| Icarus Sparry 2006-12-20, 1:39 am |
| On Tue, 19 Dec 2006 16:07:56 -0800, Spiros Bousbouras wrote:
> Assume we have a regexp of the form 'E1|E2' where E1 , E2 are also
> regexps and we attempt to match it against a string where both E1
> and E2 match. Does the POSIX standard (or some man page) determine
> which of E1 , E2 is considered the match ? This could be important
> in case the whole of E1|E2 is inside parentheses and we refer to it
> later.
>
> I'm interested in the answer in the general case where we have regexps
> E1 , E2 , ... , En and we form a regexp by taking their disjunction ie
> E1|E2|...|En
The usual matching is first "leftmost", then "longest" of successful
matches.
Using GNU sed, which has patterns of this form, one sees
I="I am the friend of fred and joe today"

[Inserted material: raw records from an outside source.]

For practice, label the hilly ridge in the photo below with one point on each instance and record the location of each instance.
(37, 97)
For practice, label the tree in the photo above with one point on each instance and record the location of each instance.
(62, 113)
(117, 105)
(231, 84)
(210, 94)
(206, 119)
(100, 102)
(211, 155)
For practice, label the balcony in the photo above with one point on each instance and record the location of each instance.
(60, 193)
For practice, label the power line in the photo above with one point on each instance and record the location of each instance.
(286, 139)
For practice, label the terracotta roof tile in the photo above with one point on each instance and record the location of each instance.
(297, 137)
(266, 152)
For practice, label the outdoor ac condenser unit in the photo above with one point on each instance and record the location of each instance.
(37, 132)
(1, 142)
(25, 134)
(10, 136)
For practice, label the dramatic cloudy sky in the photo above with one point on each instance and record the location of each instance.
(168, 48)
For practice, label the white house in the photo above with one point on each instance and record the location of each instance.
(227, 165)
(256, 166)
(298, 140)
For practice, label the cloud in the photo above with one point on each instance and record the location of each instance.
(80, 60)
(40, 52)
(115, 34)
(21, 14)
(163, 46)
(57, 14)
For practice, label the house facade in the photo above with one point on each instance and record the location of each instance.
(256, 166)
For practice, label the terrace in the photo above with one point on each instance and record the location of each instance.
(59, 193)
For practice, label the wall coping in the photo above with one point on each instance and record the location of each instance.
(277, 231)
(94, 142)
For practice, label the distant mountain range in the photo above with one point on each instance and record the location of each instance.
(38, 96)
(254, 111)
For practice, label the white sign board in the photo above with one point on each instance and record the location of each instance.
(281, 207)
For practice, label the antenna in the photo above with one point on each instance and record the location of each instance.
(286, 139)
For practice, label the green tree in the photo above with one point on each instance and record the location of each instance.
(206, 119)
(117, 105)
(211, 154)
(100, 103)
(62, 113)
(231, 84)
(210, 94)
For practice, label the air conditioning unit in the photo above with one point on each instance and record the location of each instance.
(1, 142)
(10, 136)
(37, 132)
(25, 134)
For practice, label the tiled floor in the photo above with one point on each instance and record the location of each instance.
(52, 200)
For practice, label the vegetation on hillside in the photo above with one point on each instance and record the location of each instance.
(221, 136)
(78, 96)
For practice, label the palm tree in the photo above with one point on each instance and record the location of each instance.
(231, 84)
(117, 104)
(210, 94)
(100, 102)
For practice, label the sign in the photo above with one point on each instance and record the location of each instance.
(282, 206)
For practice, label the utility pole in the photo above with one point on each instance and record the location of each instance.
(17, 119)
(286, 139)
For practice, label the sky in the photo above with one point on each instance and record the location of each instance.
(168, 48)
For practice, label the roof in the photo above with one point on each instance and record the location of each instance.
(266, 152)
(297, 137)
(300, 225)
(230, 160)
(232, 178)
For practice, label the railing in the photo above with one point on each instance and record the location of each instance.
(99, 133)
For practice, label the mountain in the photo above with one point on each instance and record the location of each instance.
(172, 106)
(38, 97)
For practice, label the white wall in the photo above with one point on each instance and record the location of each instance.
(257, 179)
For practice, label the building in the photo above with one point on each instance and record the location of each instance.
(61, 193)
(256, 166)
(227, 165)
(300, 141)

echo "$I" | sed -r 's/joe|fred/bill/'
outputting
I am the friend of bill and joe today
So here joe matched leftmost (earliest) in the input.
echo "$I" | sed -r 's/of f[der]*|of fr[^t]*/peter /'
outputs
I am the friend of peter today
Here both patterns match at the same place, so the longer one, matching
"of fred and joe " rather than "of fred" wins.
This may be spelled out in your online manual for "regexp". If not the
O'Reilly book "Mastering Regular Expressions" is well worth reading.